I have come that you might have life and have it more abundantly-Jesus (John 10:10)
Panic attacks gone: We had three young children, I was a stay at home mom, and my husband had a nice job and all seemed well. But I was far from okay. We’d been through some difficult things that had taken its toll, and now I felt I could barely keep control of the daily pressures and problems of the present. Soon, I became overwhelmed, and began showing signs of what was diagnosed as panic attacks.
I started on some medication (antidepressant) to help but the realization that I had let circumstances control me to the degree that I was now having uncontrollable physical symptoms and needed medicine to control it was a major turning point in my thinking.
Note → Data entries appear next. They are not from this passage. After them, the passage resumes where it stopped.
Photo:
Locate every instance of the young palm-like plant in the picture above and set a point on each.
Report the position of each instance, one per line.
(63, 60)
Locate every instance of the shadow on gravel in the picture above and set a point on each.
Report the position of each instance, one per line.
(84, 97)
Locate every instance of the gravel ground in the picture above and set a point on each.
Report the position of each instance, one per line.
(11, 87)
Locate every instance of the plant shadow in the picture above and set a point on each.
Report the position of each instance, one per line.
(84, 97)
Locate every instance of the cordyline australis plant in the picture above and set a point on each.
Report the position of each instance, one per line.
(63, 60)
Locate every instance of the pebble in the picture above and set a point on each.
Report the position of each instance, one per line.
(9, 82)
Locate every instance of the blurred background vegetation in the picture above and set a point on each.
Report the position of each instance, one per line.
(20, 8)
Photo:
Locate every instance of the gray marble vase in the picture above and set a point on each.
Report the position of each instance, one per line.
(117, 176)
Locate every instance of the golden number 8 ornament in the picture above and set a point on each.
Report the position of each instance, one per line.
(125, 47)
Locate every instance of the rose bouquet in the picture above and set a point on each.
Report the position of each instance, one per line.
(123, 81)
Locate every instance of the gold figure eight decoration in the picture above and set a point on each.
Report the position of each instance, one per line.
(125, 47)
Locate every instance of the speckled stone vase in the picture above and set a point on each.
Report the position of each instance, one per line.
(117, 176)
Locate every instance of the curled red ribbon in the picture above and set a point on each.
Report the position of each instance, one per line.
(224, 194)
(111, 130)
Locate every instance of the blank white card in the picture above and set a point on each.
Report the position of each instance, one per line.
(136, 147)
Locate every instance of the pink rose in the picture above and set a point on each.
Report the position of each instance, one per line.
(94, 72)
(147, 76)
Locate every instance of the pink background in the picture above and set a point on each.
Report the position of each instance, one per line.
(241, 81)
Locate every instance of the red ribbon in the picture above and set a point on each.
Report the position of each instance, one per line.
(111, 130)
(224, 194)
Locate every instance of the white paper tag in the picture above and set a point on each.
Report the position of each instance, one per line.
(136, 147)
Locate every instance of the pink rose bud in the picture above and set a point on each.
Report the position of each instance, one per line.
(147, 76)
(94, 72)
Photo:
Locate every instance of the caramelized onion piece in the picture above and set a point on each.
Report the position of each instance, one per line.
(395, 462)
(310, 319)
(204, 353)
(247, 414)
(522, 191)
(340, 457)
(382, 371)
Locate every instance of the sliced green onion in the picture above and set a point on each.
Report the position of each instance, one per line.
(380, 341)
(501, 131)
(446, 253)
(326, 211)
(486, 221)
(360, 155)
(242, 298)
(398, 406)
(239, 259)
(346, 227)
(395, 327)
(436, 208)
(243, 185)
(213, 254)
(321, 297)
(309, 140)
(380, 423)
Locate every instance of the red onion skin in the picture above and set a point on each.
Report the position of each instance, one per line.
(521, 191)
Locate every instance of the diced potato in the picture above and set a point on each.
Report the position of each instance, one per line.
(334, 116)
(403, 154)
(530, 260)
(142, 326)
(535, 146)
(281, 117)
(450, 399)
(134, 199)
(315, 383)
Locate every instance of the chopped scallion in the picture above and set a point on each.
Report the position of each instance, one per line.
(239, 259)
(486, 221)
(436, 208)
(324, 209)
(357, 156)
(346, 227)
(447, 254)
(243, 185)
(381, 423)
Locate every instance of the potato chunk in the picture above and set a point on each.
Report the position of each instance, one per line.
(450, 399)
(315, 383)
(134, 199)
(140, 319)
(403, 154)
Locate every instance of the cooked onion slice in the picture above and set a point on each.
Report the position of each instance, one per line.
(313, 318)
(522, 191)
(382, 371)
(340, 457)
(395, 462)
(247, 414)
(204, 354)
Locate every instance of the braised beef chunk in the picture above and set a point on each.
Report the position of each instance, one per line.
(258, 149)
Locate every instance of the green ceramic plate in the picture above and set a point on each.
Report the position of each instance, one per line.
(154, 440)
It was this realization that led me to come to the end of myself and trying to manage my life independently and know I had to come to God for an answer. Although I was born again and spirit filled, most of the time, I was still trying to do things without God’s help. So I chose to go off the medicine. For me, going off the medication was not life threatening and I knew I was in a place of completely trusting God. Don’t ever go off medication without a word from God and having the faith to obey. Going off medication itself is not an act of faith.
I decided I would pray in the spirit every time I felt overwhelmed, out of control, and especially at the times the attacks would come (which more often than not, were during the calm times). I’m not sure that I can say I was “trying to get healed” from panic attacks, as much as making a decision that I would go to God expecting His help during difficult times.
And He did. It wasn’t but a couple weeks, and I was completely free from all panic attacks and the constant anxiety I felt. When we submit to God and resist the devil, he will flee. (James 4:7) I believe it was my change of heart to come to God fully in those situations and praying in the spirit that led to my victory.